Run FunASR models on the llama.cpp / ggml stack — CPU, edge, a single binary, no Python at runtime, quantized weights. This is to FunASR what whisper.cpp is to Whisper: it lets the models run where there is no GPU and no Python (laptops, phones, edge boxes, embedded C/C++ apps), complementing the PyTorch / ONNX / vLLM paths used for GPU serving.
| model | architecture | runtime | status |
|---|---|---|---|
| Fun-ASR-Nano | SenseVoice SAN-M encoder + adaptor + Qwen3-0.6B LLM | llama-funasr-cli |
validated vs PyTorch |
| SenseVoiceSmall | SAN-M encoder + CTC | llama-funasr-sensevoice |
CTC ids identical to PyTorch |
| Paraformer | SAN-M encoder + CIF predictor + SAN-M decoder (non-autoregressive) | llama-funasr-paraformer |
text identical to PyTorch |
All three share the same ggml SAN-M encoder / FSMN / attention primitives and the same kaldi-compatible fbank front end (80-mel, LFR 7/6), so the C++ is consistent across models.

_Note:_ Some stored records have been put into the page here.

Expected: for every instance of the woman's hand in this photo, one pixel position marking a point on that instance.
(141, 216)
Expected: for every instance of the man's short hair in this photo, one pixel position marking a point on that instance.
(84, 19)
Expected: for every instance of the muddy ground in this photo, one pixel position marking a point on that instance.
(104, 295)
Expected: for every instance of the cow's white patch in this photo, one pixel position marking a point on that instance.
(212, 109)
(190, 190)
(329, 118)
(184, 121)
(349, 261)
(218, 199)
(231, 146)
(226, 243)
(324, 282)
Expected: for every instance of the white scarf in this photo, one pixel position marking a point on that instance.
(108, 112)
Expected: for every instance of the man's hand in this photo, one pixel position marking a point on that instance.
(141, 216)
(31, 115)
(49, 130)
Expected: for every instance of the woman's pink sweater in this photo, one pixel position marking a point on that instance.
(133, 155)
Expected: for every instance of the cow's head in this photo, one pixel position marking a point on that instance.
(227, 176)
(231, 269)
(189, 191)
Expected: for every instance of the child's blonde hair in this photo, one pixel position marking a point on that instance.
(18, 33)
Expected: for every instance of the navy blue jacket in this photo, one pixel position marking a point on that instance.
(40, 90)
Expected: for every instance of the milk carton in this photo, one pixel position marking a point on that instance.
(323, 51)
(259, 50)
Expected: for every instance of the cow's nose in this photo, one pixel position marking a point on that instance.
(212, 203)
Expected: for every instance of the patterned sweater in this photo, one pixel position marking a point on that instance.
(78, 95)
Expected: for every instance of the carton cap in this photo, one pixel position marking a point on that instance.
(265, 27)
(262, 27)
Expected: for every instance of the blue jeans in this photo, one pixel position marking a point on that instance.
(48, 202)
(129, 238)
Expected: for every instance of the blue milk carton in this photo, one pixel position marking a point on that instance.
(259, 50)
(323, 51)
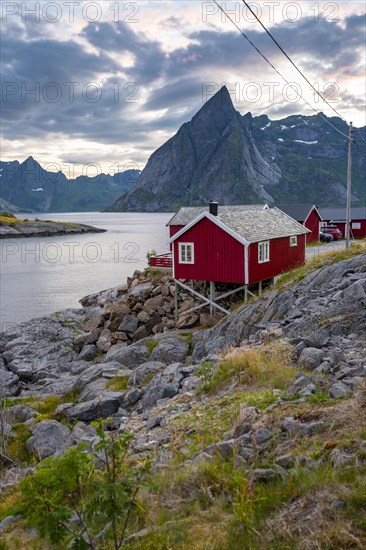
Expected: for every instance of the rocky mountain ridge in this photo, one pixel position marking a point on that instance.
(29, 187)
(161, 388)
(234, 159)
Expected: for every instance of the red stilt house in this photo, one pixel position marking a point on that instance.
(235, 244)
(337, 217)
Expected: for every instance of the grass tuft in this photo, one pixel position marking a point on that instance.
(268, 366)
(117, 383)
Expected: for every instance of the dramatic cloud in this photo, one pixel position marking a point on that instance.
(118, 87)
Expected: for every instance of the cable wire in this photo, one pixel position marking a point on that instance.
(290, 60)
(276, 70)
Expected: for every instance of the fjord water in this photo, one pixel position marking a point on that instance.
(43, 275)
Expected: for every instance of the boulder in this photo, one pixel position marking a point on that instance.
(141, 291)
(339, 390)
(10, 383)
(104, 407)
(310, 358)
(88, 338)
(246, 418)
(143, 317)
(48, 437)
(144, 371)
(105, 340)
(88, 353)
(94, 323)
(354, 292)
(153, 303)
(170, 350)
(187, 320)
(153, 422)
(154, 394)
(88, 375)
(129, 324)
(131, 356)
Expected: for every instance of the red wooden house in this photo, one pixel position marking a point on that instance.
(235, 244)
(337, 216)
(306, 214)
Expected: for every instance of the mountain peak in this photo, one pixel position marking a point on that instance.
(30, 161)
(221, 99)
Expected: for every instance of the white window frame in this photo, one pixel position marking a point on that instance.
(293, 240)
(263, 252)
(183, 253)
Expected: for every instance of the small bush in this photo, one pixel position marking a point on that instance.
(151, 345)
(102, 498)
(267, 366)
(117, 383)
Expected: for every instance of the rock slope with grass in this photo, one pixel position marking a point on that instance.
(254, 428)
(13, 227)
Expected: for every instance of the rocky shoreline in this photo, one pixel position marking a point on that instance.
(26, 229)
(123, 357)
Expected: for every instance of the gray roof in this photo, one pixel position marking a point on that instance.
(339, 214)
(297, 211)
(251, 222)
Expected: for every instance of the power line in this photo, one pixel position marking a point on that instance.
(276, 70)
(290, 60)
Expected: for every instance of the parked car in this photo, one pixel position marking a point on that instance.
(325, 237)
(332, 230)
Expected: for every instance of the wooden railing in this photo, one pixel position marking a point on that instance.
(162, 260)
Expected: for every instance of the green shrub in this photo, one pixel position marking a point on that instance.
(117, 383)
(151, 345)
(102, 498)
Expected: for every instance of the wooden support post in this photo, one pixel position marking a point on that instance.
(212, 296)
(176, 301)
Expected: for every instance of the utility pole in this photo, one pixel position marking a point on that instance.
(349, 172)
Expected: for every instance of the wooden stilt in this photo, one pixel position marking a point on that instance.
(176, 301)
(212, 296)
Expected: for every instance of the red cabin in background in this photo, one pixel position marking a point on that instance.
(306, 214)
(235, 244)
(337, 217)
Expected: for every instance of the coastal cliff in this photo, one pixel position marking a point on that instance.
(248, 425)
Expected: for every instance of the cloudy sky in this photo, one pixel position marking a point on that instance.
(108, 82)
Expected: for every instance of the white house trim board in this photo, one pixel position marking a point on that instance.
(264, 251)
(316, 210)
(246, 264)
(216, 221)
(180, 249)
(304, 229)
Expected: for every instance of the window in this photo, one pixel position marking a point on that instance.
(263, 252)
(293, 240)
(186, 253)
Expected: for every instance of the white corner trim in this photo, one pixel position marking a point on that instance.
(246, 264)
(268, 259)
(316, 210)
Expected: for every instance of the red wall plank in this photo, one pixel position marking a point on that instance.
(283, 257)
(312, 223)
(218, 256)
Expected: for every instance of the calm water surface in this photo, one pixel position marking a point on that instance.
(42, 275)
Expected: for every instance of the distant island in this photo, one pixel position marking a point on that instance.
(13, 227)
(30, 187)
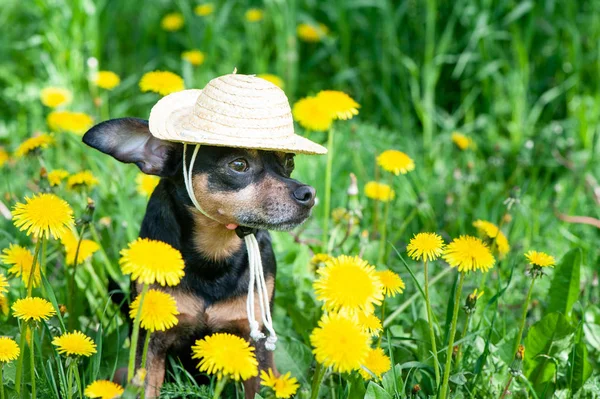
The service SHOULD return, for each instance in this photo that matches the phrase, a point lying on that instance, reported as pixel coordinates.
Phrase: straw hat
(231, 111)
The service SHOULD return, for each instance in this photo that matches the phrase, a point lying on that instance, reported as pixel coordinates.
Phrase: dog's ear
(129, 140)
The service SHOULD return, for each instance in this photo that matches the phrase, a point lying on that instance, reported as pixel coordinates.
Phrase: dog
(238, 188)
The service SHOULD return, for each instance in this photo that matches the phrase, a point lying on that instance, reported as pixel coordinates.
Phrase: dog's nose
(305, 195)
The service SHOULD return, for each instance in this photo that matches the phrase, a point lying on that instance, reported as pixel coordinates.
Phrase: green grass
(520, 78)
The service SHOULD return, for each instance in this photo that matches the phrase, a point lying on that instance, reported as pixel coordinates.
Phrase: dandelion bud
(62, 309)
(353, 188)
(517, 364)
(471, 301)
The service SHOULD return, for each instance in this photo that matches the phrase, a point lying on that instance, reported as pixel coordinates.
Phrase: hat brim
(172, 119)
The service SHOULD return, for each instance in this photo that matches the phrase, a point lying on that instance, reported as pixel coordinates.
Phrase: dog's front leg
(266, 361)
(155, 364)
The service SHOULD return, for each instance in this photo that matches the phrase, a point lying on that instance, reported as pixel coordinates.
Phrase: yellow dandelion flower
(86, 249)
(339, 342)
(44, 215)
(41, 141)
(74, 344)
(159, 311)
(21, 260)
(284, 386)
(107, 80)
(146, 184)
(493, 232)
(461, 141)
(348, 283)
(71, 122)
(56, 176)
(103, 389)
(338, 104)
(3, 156)
(395, 162)
(9, 350)
(369, 322)
(310, 114)
(318, 259)
(161, 82)
(194, 57)
(310, 33)
(468, 254)
(392, 283)
(3, 285)
(540, 259)
(150, 261)
(205, 9)
(85, 178)
(4, 305)
(377, 362)
(55, 96)
(276, 80)
(379, 191)
(426, 246)
(254, 15)
(33, 308)
(172, 22)
(226, 355)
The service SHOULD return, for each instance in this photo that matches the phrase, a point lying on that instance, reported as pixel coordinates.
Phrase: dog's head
(234, 186)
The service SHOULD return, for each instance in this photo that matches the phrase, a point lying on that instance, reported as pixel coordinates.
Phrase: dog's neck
(212, 239)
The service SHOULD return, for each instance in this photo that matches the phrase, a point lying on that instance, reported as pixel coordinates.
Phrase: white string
(256, 272)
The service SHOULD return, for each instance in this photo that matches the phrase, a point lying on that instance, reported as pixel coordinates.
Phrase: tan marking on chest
(232, 312)
(214, 240)
(190, 307)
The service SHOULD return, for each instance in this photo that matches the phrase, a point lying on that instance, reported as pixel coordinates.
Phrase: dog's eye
(289, 163)
(239, 165)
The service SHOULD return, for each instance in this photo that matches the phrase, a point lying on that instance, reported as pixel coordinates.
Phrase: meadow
(474, 122)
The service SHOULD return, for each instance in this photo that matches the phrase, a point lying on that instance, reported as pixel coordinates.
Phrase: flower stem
(38, 245)
(327, 196)
(506, 387)
(464, 333)
(72, 291)
(19, 372)
(134, 335)
(317, 380)
(1, 382)
(447, 367)
(383, 239)
(523, 318)
(70, 381)
(144, 357)
(219, 387)
(32, 363)
(78, 381)
(436, 361)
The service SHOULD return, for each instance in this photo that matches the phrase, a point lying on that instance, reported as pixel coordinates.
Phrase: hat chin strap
(257, 275)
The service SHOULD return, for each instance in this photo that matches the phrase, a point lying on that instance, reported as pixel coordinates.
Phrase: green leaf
(374, 391)
(579, 367)
(356, 387)
(564, 290)
(540, 348)
(293, 356)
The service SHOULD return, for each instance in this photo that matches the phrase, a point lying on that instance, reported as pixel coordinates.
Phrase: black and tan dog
(236, 187)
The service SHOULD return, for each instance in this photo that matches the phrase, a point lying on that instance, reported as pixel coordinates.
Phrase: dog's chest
(229, 314)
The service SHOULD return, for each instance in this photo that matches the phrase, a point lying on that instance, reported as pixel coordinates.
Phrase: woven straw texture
(231, 111)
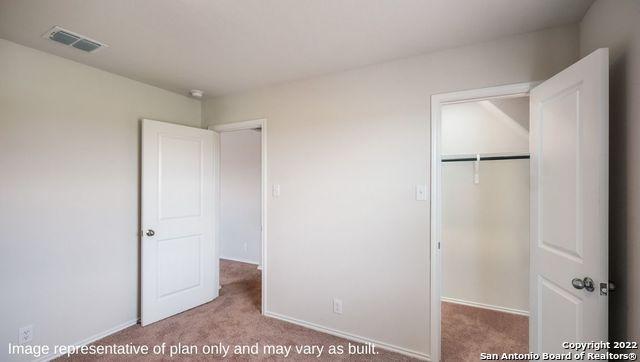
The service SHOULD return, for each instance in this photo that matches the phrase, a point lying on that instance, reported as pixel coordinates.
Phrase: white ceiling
(223, 46)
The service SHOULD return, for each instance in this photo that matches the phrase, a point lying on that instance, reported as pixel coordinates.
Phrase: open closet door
(569, 206)
(178, 258)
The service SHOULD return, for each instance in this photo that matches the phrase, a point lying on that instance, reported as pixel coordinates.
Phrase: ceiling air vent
(69, 38)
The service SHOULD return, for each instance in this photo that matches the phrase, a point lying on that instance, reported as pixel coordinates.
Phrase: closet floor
(469, 331)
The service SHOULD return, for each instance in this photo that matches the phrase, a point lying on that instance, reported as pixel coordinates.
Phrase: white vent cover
(69, 38)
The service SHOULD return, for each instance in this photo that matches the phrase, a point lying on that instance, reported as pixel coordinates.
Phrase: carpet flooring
(233, 318)
(468, 331)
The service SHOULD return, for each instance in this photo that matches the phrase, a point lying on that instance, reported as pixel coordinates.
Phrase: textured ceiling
(227, 46)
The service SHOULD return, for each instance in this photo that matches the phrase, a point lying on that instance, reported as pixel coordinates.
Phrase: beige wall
(240, 195)
(348, 150)
(616, 24)
(69, 146)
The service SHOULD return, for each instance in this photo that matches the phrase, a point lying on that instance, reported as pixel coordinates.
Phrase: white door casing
(178, 255)
(569, 205)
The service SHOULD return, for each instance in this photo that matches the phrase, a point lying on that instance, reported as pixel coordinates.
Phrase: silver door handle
(586, 284)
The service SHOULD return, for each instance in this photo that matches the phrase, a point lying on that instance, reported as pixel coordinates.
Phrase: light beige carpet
(469, 331)
(233, 318)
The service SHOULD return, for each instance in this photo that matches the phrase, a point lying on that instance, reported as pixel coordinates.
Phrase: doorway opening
(241, 208)
(480, 222)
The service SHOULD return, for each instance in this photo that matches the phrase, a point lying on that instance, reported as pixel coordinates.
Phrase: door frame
(239, 126)
(437, 102)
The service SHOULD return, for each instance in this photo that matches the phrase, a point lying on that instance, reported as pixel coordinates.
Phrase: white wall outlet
(337, 306)
(25, 334)
(421, 192)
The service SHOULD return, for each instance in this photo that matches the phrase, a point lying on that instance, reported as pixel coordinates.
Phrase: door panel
(569, 205)
(178, 258)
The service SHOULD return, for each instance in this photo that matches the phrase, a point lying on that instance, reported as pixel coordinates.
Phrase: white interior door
(178, 256)
(569, 205)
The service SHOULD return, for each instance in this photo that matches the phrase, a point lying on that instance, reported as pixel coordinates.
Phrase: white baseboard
(92, 339)
(240, 260)
(486, 306)
(349, 336)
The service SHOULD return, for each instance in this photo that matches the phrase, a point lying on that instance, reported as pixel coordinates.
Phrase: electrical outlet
(25, 334)
(337, 306)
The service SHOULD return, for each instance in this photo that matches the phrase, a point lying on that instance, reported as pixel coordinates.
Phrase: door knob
(586, 283)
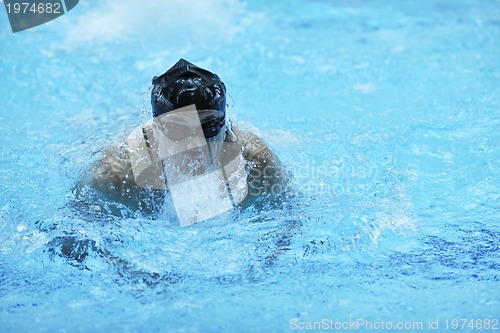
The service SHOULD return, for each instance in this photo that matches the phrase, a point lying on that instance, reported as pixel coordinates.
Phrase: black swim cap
(187, 84)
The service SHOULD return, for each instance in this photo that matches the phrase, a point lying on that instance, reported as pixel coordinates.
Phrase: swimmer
(180, 92)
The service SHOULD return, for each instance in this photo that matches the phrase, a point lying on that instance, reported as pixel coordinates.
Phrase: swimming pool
(386, 113)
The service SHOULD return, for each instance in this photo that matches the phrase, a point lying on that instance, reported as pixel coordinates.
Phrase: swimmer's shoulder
(266, 173)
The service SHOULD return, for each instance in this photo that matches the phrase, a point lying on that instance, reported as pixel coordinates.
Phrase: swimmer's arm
(266, 173)
(112, 172)
(112, 175)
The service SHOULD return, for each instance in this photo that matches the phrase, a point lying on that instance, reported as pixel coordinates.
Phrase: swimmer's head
(186, 84)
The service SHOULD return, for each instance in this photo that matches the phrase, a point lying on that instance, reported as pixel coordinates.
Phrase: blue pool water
(387, 113)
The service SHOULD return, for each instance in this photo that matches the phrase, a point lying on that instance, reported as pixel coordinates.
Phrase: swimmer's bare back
(112, 175)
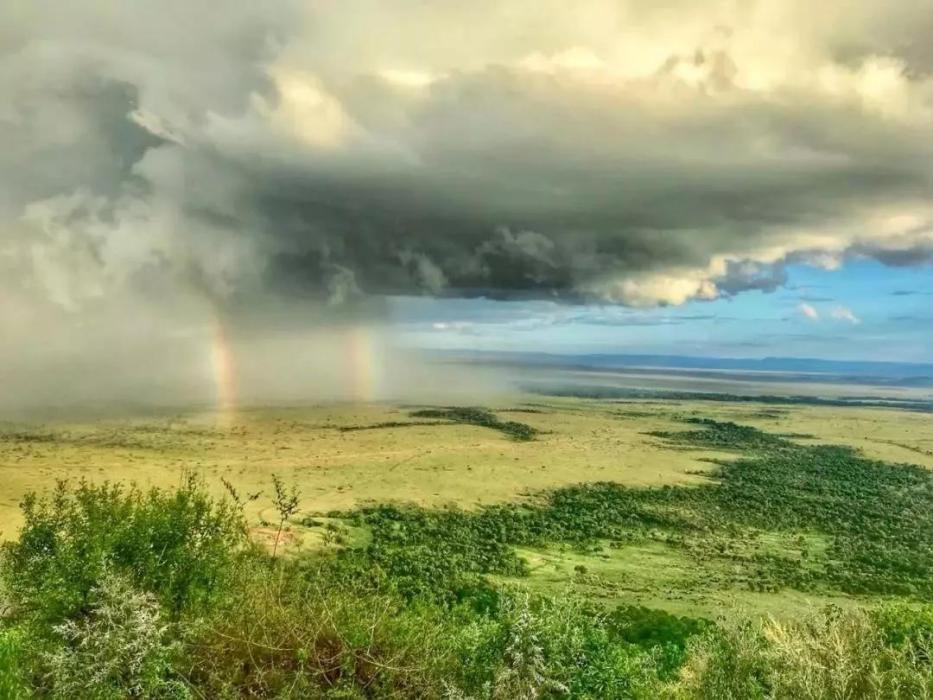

Each model's neural path is implemented as a ggml graph; the audio front end (kaldi
fbank) is plain C++. Weights are converted to GGUF (f32 or f16) with the per-model
export_*_gguf.py script. For Fun-ASR-Nano the LLM half is a standard Qwen3 GGUF
and the audio embeddings are injected into it via llama_decode's embedding input
(the llava/mtmd mechanism). See each model's README for the architecture diagram,
build/convert/run quickstart, validation numbers, and gotchas.
./download-funasr-model.sh sensevoice # or: paraformer | nano | fsmn-vadPre-converted GGUF on Hugging Face: SenseVoiceSmall-GGUF · Paraformer-GGUF · Fun-ASR-Nano-GGUF · fsmn-vad-GGUF. Or convert yourself with convert-funasr-to-gguf.py.
cmake -B build -DCMAKE_BUILD_TYPE=Release # fetches pinned llama.cpp; static, self-contained
cmake --build build -j # -> build/bin/llama-funasr-* (all tools)git clone https://github.com/ggml-org/llama.cpp && cd llama.cpp
cp -r /path/to/runtime/llama.cpp/funasr-common examples/ # shared audio loader (miniaudio); each example CMake adds ../funasr-common
cp -r /path/to/runtime/llama.cpp/<model>/<example-dir> examples/
echo 'add_subdirectory(<example-dir>)' >> examples/CMakeLists.txt
cmake -B build -DGGML_NATIVE=ON -DLLAMA_CURL=OFF
cmake --build build -j --target <target>The shared FSMN-VAD front end builds the same way (funasr-vad/ + funasr-common/,
target llama-funasr-vad); export weights with export_vad_gguf.py. Pass
--vad fsmn-vad.gguf to any of the three tools for built-in long-audio segmentation.
Each model was validated against the FunASR PyTorch reference (encoder cosine ≈ 1.0; SenseVoice CTC token ids identical; Paraformer text identical; Fun-ASR-Nano aggregate CER matches PyTorch within 0.02% under identical conditions). See per-model READMEs.
- Any audio in (wav/mp3/flac, any rate/channels) via the bundled miniaudio loader.
- Built-in FSMN-VAD (
--vad fsmn-vad.gguf) segments long audio inside the binary (native ggml, no Python front end); all three tools support it. Bare-binary full-184 micro-CER: SenseVoice 8.01 / Paraformer 9.85 / Fun-ASR-Nano 8.30 (see BENCHMARKS.md).--chunkfixed-window remains a simpler fallback. - This adds a new
runtime/llama.cpp/directory only; no existing code is modified.
See DESIGN.md for the full system design — architecture, the shared SAN-M encoder, GGUF weight format, numerical-fidelity and validation methodology, design trade-offs, and gotchas.